Globally as many people (1.5 million) die each year from viral hepatitis as from HIV/AIDS, but whereas the latter viral disease attracts government and international action and funding, the former is comparatively neglected. It was for this reason that the WHO initiated World Hepatitis Day four years ago, to be observed on the 28th July each year, and the lack of awareness about the repercussions of viral hepatitis was reflected in this year’s theme of ‘Hepatitis: think again’. So far five hepatitis viruses have been identified, though Hepatitis D is only found as a co-infection with B. Whilst the acute infections that food- and water-borne Hepatitis A and E cause are not insignificant in terms of their incidence, morbidity and mortality, it is Hepatitis B and C (HBV and HCV), that are generating a global public health crisis.

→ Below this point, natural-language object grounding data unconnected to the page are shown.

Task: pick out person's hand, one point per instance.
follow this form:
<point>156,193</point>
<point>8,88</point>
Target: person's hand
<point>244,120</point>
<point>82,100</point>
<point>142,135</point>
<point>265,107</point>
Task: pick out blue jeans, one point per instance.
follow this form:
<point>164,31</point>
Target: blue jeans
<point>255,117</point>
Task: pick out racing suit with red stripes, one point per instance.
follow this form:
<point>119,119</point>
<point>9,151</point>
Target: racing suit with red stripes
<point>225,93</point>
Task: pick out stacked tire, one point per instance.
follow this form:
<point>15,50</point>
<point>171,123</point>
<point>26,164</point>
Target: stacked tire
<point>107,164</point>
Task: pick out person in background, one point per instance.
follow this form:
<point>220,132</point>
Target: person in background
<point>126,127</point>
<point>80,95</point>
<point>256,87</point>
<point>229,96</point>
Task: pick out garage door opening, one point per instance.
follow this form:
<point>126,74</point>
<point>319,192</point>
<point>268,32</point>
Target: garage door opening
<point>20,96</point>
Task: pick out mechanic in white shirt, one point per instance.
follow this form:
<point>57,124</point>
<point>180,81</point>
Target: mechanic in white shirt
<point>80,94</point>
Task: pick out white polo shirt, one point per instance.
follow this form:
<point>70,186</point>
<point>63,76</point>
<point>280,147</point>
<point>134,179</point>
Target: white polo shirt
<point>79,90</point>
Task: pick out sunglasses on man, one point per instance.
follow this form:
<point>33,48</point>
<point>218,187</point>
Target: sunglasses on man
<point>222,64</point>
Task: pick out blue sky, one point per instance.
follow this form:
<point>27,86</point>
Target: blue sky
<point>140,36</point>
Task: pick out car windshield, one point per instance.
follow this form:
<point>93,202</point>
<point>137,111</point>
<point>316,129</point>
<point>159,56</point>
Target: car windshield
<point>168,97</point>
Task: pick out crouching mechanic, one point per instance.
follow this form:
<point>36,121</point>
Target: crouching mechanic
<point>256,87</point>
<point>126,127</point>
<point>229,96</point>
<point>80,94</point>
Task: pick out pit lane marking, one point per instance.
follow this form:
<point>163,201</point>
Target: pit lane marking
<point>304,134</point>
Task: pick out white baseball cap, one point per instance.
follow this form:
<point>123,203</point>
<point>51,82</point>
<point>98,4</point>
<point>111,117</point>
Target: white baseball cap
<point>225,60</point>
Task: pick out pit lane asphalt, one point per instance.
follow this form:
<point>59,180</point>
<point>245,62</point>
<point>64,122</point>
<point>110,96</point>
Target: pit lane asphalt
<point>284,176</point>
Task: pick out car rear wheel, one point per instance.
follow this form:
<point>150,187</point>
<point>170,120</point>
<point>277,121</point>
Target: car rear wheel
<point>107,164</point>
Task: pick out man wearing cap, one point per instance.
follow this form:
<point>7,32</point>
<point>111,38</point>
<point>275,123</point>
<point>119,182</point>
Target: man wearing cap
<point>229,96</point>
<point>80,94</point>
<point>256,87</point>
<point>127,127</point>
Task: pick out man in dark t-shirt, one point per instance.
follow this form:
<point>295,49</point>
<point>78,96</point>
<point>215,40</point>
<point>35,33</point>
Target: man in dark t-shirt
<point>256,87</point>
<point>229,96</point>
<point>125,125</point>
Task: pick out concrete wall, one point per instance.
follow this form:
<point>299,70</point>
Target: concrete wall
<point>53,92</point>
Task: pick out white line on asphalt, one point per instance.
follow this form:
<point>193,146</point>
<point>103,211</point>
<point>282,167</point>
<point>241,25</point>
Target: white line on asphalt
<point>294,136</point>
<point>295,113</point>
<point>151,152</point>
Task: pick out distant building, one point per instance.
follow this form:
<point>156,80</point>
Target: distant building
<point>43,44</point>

These two viral infections have major characteristics in common with HIV/AIDS. The acute infection, acquired by exposure to infectious blood and other body fluids as well as by sexual and vertical transmission, is frequently asymptomatic in the case of HCV. Acute infections can be followed by a period of clinical latency and thus the unwitting transmission of the virus to others. Though such chronic infections with HBV are very uncommon in healthy adults, they occur in over half of young children infected; between 75% – 85% of people infected with HCV develop a chronic infection. After years or even several decades of chronic, asymptomatic infection, cirrhosis of the liver and hepatocellular carcinoma can result. The WHO estimates that there are around 780,000 deaths from acute and chronic HBV infection, and more than 350,000 from chronic HCV infection annually. Even more alarming is that currently 500 million people are chronically infected with either HBV or HCV.  
As is the case with HIV/AIDS, avoiding exposure to infectious blood and semen and diagnostic testing of asymptomatic people can help to contain the global viral hepatitis epidemic. However, now the pertinent characteristics of the disease have been elucidated, it should be far more feasible to control viral hepatitis than HIV/AIDS, a disease for which there is no vaccine and no drugs that actually eradicate the virus. There is a highly effective vaccine for HBV, though approved drugs help prevent serious
liver damage but don’t eliminate the virus. Drugs are now available that can eradicate the HCV virus, and clinical trials are currently testing
a vaccine for chronically infected people.
“Hepatitis: think again”. With appropriate education and adequate national and international funding, this looming global health crisis could be averted.